AI preferences coming soon...
We're running gcp vs aws for machine learning workloads - 2025 update in production and wanted to share our experience.
Scale:
- 480 services deployed
- 89 TB data processed/month
- 25M requests/day
- 8 regions worldwide
Architecture:
- Compute: EC2 Auto Scaling
- Data: DocumentDB
- Queue: MSK (Kafka)
Monthly cost: ~$75k
Lessons learned:
1. Reserved instances save 40% on compute
2. S3 lifecycle policies are essential
3. Tagging strategy is critical
AMA about our setup!
Pro tip: if you're implementing this, make sure to configure resource quotas correctly. We spent 2 weeks debugging random failures only to discover the default timeout was too low.

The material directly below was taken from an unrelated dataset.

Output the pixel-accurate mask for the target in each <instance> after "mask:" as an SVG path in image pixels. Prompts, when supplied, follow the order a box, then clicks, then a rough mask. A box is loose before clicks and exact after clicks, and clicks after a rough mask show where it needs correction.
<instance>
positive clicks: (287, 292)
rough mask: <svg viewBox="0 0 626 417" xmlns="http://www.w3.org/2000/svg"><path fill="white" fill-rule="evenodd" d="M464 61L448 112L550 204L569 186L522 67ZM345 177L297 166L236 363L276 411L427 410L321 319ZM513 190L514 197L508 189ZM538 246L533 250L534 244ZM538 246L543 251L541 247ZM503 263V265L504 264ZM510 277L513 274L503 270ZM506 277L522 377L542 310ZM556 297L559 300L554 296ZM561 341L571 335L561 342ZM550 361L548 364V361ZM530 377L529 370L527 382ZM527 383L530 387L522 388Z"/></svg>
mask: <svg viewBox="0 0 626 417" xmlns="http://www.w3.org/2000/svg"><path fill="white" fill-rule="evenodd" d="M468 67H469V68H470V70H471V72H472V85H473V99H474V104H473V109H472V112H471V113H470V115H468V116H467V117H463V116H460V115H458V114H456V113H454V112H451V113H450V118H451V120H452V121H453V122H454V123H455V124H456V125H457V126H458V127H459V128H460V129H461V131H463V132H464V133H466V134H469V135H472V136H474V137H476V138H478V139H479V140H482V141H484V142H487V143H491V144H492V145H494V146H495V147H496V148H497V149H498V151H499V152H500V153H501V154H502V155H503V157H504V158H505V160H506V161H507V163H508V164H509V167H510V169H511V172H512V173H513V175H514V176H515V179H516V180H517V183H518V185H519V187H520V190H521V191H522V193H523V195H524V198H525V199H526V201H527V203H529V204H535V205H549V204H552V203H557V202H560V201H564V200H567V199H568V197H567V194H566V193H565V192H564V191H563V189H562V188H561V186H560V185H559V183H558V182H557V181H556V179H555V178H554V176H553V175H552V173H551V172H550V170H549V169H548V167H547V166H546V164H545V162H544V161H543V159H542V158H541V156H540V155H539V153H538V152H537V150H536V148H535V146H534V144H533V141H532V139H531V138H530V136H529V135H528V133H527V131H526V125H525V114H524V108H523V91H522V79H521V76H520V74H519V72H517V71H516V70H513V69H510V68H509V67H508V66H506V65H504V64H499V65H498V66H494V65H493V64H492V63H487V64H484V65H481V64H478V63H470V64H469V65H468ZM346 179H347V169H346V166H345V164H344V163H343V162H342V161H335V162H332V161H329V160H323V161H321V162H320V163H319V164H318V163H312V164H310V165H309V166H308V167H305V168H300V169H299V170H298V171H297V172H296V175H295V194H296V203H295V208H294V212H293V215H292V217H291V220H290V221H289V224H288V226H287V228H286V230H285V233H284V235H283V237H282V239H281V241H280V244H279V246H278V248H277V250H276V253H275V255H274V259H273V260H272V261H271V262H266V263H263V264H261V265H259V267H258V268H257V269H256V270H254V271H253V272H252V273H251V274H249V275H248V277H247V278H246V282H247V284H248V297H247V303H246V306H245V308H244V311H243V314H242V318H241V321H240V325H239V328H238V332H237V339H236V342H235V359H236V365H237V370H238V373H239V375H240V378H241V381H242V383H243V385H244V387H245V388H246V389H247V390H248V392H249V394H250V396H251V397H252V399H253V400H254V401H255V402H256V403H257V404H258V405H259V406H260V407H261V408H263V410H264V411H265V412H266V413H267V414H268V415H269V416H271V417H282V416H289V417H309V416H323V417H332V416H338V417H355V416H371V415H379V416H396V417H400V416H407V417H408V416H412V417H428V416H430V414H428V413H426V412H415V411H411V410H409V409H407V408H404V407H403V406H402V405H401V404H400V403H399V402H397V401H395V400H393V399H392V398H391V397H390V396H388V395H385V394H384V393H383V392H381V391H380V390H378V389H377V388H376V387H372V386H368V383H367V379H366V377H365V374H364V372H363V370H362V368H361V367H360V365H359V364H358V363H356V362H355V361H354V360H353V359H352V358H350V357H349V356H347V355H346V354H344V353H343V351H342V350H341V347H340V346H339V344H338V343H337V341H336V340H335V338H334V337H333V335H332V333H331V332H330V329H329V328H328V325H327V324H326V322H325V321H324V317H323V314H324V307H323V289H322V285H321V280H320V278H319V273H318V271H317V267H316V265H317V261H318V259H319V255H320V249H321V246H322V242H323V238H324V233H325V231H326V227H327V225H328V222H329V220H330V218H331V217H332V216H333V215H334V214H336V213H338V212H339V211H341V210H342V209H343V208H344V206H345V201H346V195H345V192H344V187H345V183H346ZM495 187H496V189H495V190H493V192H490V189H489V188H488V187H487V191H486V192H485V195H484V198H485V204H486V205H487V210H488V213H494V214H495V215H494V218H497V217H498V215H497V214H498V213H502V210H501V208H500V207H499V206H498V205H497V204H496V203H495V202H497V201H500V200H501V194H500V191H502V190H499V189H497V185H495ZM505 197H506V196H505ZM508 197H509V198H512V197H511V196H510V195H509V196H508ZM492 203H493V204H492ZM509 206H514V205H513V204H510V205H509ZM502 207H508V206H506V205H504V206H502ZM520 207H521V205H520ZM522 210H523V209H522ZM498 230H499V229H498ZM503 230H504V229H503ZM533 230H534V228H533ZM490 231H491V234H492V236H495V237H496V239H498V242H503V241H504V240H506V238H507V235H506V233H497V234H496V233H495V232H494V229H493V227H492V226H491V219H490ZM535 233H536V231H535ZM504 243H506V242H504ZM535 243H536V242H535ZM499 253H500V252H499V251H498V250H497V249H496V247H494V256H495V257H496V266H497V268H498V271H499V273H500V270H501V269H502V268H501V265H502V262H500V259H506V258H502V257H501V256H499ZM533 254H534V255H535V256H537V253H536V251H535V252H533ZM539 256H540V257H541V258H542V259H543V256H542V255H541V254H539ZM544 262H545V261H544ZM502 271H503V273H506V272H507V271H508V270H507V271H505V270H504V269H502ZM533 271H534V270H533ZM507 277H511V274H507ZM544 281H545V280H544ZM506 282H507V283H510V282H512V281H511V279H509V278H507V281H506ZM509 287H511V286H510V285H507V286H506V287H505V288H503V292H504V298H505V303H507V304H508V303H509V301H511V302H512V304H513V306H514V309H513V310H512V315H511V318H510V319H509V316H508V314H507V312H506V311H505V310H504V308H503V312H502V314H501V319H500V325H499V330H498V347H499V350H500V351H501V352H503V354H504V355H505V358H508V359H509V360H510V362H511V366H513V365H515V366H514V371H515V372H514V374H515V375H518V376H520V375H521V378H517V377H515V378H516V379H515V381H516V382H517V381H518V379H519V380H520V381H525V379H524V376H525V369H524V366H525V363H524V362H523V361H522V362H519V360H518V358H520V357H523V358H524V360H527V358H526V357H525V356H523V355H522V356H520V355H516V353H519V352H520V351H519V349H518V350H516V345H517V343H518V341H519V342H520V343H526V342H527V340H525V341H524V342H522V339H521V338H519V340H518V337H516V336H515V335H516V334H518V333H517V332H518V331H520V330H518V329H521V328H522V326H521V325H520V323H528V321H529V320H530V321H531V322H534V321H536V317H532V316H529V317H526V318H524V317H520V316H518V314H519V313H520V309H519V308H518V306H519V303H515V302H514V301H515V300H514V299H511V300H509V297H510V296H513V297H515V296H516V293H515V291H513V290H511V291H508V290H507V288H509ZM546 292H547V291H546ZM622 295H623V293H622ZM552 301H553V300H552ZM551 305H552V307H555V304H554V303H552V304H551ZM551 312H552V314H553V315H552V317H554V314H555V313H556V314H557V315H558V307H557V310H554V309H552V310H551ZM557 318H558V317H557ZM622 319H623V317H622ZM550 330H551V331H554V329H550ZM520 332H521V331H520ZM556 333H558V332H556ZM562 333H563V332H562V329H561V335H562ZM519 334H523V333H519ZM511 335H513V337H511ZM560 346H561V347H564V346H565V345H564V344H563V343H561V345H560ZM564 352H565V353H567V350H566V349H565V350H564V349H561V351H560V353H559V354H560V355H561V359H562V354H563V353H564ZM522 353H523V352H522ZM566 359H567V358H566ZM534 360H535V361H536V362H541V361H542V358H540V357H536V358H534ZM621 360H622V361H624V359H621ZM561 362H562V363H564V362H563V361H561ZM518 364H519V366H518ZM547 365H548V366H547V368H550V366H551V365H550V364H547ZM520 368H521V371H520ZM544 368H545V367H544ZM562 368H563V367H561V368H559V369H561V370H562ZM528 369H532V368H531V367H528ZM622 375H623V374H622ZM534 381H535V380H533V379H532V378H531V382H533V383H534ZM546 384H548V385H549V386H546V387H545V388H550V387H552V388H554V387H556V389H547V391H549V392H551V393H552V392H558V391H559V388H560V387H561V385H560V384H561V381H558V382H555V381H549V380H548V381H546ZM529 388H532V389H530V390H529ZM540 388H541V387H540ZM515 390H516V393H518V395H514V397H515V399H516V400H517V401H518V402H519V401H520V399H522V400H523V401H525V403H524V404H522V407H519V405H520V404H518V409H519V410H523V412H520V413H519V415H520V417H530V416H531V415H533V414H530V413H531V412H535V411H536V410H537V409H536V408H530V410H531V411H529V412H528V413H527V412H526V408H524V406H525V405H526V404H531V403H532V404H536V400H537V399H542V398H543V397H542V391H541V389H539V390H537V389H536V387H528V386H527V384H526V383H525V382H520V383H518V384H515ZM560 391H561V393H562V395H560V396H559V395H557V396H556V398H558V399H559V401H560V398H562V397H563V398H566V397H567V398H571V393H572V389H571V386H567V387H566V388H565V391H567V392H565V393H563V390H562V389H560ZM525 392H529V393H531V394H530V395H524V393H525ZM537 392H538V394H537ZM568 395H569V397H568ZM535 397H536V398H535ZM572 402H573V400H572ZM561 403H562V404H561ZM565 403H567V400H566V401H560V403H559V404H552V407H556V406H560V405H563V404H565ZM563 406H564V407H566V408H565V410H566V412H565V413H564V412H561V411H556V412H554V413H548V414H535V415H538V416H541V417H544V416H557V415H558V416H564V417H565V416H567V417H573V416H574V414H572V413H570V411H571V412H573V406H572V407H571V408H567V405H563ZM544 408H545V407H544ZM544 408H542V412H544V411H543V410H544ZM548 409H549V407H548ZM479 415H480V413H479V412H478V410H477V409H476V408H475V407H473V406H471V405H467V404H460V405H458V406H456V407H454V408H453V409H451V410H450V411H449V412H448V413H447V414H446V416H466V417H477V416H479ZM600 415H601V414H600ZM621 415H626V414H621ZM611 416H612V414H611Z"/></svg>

Changed from 30s to 2min and all issues disappeared.
Security team blocked this due to compliance requirements.
Consider the long-term maintenance burden before adopting.
Consider the long-term maintenance burden before adopting.
The migration path we took:
Week 1-2: Research & POC
Week 3-4: Staging deployment
Week 5-6: Prod rollout (10% -> 50% -> 100%)
Week 7-8: Optimization
Total cost: ~200 eng hours
Would do it again in a heartbeat.
Cautionary tale: we rushed this implementation without proper testing and it caused a 4-hour outage. The issue was memory leak in the worker. Lesson learned: always test in staging first, especially when dealing with load balancers.